Tools/Resources Mentioned:

  • 42 CFR 438.8(e)(2)(ii)(B): A specific CMS rule regarding prescription drug rebates and their deduction from incurred claims.
  • Law.cornell.edu/cfr/text/42/438.8: Link to the Cornell Law School's Legal Information Institute for the Code of Federal Regulations.
  • Civhc.org/2021/08/13/prescription-drug-rebates/: A source discussing prescription drug rebates.
  • Humirapro.com/patient-support: Website for Humira Complete, a market access program for the drug Humira.
  • AHealthcareZ PBM Money Flow Video: Another video by the same channel explaining PBM financial flows.

Key Concepts:

  • Medical Loss Ratio (MLR): A provision of the Affordable Care Act (ACA) that requires health insurance companies to spend a minimum percentage (typically 80% or 85%) of premium revenue on medical care and quality improvement activities, rather than administrative costs or profits.
  • Pharmacy Benefit Managers (PBMs): Third-party administrators of prescription drug programs for health insurance companies, Medicare Part D plans, large employers, and other payers.
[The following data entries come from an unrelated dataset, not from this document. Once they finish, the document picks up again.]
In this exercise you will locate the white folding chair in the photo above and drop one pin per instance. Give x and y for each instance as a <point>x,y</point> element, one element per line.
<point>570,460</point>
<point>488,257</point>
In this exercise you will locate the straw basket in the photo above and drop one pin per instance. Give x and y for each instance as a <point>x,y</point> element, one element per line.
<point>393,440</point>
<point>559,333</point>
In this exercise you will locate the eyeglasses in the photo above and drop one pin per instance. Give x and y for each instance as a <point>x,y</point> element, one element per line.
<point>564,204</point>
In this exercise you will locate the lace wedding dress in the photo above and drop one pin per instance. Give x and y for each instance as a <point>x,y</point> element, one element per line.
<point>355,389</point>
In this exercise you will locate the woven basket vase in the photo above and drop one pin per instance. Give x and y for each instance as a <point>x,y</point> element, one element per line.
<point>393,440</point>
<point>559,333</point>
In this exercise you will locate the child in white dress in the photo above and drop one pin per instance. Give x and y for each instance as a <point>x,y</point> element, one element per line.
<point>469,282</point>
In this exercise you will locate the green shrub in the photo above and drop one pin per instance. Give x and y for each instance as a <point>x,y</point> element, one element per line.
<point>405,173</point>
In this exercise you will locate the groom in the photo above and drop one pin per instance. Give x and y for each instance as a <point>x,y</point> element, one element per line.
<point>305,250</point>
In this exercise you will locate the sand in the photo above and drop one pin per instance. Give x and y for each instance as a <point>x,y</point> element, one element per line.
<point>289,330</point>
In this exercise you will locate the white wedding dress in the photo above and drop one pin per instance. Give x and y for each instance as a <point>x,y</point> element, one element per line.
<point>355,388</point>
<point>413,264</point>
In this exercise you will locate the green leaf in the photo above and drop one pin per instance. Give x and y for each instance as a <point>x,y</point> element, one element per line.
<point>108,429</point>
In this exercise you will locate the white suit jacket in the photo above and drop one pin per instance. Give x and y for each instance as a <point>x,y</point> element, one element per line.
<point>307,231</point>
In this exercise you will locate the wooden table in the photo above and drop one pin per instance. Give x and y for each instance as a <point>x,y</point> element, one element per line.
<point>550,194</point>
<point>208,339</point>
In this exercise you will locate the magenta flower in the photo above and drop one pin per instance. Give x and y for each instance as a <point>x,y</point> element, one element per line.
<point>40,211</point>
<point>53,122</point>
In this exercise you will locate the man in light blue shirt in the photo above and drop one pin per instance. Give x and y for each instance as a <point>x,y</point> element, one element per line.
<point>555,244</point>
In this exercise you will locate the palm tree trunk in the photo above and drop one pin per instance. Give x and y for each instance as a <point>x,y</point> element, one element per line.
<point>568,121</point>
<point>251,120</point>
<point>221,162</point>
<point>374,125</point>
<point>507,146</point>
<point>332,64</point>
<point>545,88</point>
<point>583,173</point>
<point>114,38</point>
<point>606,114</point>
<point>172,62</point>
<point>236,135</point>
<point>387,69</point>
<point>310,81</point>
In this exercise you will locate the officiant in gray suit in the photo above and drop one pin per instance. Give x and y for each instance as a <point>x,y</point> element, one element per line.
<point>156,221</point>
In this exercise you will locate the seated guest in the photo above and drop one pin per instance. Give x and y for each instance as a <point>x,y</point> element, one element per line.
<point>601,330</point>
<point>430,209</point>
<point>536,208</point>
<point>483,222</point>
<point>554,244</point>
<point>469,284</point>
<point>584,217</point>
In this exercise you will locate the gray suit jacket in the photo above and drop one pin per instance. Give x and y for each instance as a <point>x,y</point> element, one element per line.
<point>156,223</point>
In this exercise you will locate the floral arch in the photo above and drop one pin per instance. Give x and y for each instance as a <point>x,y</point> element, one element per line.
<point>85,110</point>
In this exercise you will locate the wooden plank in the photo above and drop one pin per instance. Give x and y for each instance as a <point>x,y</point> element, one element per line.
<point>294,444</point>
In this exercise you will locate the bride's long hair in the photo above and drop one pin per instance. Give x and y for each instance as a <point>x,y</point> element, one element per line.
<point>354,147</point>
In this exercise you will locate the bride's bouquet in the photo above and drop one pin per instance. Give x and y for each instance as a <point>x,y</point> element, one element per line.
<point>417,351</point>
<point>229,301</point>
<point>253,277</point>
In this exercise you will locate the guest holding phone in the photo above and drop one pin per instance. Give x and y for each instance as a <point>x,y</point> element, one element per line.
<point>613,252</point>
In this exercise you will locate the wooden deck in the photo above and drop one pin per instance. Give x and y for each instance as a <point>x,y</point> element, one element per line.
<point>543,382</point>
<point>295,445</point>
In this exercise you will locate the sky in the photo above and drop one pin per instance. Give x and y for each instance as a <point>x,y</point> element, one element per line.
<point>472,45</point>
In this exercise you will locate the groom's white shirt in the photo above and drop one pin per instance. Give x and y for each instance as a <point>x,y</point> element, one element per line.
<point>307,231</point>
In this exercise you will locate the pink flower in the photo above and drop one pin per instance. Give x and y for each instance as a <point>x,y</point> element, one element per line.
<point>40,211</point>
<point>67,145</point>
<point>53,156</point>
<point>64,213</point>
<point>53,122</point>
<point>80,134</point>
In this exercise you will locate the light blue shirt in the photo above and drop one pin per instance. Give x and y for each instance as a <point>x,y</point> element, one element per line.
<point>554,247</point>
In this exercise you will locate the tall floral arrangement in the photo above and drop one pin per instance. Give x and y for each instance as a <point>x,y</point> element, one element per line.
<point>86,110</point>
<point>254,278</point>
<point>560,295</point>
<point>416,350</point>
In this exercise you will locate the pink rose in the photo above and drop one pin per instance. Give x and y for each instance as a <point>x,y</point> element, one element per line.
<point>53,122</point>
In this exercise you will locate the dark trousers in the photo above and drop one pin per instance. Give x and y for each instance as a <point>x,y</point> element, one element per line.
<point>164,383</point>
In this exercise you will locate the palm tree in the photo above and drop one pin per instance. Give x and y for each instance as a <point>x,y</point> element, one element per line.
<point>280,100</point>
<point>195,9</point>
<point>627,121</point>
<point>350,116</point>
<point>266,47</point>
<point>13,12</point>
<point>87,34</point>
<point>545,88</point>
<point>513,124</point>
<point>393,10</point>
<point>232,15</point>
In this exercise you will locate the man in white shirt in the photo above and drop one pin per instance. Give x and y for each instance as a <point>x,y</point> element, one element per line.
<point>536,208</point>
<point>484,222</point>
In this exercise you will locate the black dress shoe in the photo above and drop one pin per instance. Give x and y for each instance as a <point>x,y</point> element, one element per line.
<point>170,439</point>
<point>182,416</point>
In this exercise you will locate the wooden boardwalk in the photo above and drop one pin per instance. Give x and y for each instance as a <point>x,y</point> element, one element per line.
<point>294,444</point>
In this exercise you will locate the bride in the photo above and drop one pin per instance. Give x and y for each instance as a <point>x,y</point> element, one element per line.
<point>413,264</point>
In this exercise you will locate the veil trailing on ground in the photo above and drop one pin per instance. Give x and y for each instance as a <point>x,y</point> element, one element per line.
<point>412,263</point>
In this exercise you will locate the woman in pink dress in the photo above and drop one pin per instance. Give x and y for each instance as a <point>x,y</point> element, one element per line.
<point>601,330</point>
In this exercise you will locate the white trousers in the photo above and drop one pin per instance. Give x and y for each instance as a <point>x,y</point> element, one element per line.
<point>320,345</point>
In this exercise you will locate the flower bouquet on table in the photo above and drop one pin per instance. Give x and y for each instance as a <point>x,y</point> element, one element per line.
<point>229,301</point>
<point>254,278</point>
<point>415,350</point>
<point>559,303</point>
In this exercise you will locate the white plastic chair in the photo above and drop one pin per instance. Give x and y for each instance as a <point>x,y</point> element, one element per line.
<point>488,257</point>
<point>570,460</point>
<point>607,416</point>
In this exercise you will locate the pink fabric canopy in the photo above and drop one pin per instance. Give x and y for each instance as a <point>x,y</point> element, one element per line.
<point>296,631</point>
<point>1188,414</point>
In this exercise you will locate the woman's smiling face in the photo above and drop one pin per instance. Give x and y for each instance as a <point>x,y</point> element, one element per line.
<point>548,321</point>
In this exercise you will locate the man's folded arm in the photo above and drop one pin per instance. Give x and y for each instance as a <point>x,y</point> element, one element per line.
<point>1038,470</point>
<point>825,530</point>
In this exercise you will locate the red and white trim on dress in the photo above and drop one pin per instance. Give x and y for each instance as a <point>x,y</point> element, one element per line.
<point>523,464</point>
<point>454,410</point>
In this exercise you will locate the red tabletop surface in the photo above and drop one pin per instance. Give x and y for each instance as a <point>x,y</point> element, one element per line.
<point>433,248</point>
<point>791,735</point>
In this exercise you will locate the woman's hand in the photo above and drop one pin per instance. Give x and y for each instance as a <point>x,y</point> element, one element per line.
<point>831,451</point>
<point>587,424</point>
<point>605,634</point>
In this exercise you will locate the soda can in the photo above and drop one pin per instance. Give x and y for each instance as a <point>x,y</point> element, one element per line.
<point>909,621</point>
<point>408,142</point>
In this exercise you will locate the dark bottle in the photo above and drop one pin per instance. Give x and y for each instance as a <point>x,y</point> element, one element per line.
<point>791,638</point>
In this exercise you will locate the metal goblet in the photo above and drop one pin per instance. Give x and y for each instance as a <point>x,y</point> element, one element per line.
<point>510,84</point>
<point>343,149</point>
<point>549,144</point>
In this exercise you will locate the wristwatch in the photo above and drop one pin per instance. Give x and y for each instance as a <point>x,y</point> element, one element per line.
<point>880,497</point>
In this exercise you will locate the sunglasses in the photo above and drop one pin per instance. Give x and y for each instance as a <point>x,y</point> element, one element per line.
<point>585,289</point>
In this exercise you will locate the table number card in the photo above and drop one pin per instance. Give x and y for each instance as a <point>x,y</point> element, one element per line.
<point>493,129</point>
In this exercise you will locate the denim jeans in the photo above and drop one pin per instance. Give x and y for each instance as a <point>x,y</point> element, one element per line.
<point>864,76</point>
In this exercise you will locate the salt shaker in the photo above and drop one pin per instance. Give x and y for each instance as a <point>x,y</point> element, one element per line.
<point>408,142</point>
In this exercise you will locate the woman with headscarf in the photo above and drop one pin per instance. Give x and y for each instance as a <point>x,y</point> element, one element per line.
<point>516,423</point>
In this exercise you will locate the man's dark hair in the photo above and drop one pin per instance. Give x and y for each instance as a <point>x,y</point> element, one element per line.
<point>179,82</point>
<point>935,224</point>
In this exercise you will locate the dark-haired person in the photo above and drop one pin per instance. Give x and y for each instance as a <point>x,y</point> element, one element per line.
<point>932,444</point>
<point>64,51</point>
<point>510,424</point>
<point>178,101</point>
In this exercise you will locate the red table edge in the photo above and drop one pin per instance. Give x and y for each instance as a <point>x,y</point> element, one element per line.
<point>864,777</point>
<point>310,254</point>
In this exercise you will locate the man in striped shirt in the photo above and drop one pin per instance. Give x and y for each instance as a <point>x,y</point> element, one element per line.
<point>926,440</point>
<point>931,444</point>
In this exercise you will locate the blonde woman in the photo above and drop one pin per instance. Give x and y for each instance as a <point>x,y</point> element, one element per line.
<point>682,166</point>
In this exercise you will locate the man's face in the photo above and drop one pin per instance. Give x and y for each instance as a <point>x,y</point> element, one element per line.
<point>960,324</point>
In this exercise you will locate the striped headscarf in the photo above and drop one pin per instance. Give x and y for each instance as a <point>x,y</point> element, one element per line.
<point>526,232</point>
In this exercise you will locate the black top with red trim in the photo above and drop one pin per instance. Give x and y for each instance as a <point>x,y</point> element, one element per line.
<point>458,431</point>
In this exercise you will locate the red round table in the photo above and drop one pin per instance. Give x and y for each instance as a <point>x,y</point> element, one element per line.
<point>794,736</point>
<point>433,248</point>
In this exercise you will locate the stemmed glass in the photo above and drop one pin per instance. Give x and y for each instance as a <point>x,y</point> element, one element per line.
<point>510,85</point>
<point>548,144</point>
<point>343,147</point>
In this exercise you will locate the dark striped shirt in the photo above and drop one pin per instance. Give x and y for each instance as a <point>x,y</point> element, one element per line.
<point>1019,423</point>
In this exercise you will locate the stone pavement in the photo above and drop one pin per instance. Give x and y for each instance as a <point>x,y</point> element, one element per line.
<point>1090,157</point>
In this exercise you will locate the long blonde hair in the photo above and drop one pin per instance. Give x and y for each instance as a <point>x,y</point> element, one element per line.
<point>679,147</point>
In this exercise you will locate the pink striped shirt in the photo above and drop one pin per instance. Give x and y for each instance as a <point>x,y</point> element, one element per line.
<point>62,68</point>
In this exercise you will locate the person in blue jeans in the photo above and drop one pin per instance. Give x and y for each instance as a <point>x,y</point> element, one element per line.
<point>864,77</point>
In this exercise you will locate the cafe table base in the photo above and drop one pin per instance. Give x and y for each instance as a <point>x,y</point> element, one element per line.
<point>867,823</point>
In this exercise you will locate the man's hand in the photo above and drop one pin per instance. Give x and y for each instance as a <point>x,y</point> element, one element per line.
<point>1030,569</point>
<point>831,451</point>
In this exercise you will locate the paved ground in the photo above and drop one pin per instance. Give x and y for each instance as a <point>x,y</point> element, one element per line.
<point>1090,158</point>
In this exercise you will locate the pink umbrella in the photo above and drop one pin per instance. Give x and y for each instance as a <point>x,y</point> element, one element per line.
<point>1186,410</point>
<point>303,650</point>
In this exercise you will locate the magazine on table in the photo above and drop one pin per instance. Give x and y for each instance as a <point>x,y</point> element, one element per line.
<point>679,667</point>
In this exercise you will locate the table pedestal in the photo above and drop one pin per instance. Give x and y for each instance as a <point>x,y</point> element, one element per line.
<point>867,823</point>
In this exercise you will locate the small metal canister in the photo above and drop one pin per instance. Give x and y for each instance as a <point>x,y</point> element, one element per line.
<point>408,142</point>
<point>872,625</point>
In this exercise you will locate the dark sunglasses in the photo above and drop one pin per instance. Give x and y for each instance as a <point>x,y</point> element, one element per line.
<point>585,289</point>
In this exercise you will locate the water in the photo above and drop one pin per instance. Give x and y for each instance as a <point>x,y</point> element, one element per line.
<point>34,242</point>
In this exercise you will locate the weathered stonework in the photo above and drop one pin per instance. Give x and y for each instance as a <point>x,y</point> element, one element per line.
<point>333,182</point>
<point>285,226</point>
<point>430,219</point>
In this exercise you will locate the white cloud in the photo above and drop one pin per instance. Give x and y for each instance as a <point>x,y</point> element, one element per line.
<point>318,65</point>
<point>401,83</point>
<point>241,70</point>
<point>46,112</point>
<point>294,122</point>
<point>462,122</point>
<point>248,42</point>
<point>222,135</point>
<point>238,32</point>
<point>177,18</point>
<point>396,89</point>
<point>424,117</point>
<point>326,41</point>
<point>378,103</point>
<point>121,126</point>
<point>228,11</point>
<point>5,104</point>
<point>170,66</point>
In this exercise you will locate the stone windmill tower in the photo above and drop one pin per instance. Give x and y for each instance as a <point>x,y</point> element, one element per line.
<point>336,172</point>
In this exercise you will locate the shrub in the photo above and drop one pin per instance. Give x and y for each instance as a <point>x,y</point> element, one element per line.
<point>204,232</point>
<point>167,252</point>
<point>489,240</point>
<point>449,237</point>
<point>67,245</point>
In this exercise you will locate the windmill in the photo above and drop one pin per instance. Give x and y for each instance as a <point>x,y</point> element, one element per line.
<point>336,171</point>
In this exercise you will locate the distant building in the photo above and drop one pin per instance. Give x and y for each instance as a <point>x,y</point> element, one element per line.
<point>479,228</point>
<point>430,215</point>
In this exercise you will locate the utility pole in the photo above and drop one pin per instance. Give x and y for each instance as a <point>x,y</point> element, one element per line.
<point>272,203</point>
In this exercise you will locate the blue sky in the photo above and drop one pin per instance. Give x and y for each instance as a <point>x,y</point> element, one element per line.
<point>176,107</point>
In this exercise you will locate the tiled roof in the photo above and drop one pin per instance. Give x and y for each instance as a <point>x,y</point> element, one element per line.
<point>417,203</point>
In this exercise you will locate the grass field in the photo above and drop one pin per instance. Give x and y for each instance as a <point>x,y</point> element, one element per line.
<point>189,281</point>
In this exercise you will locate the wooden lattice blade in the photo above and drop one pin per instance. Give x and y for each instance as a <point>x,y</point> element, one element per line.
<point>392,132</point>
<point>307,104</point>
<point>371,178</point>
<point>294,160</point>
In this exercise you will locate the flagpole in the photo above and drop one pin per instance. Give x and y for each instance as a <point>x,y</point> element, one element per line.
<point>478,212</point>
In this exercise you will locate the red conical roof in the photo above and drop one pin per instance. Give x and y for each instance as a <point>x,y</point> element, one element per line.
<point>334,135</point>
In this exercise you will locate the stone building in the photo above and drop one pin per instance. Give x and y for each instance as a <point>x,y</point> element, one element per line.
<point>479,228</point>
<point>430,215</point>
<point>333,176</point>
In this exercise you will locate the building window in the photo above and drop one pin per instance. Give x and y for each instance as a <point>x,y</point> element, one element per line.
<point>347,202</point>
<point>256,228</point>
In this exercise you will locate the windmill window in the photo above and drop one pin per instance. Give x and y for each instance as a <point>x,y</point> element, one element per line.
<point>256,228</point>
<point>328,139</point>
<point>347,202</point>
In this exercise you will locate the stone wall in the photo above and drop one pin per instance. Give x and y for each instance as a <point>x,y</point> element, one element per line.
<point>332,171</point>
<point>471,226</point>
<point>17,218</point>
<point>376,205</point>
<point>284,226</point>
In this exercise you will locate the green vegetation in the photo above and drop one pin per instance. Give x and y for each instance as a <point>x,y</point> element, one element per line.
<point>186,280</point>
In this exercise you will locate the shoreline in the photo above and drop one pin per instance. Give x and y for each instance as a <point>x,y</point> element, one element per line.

They negotiate drug prices, process claims, and manage formularies.
  • Pharmaceutical Rebates: Payments made by pharmaceutical manufacturers to PBMs or health plans in exchange for favorable formulary placement or market share for their drugs.
  • Prior Authorization (PA): A process used by health insurance companies to determine if they will cover a prescribed medication, procedure, or service based on medical necessity criteria.
  • Market Access Programs: Strategies and support systems developed by pharmaceutical companies to help patients and healthcare providers overcome barriers (like prior authorizations) to accessing their prescribed medications.

Examples/Case Studies:

  • Hypothetical Fully-Insured Group: A group of 100 employees paying $10,000 per employee per year, totaling $1 million in annual premiums, used to illustrate the MLR and rebate calculations.
  • Colorado Employer Study: A reference to a study of employers in Colorado that found 27% of their total pharmacy spend was returned to the insurance carrier/PBM in rebate payments.
  • Humira Complete: Presented as a specific example of a pharmaceutical company's market access program designed to assist patients and doctors in navigating and bypassing prior authorization processes.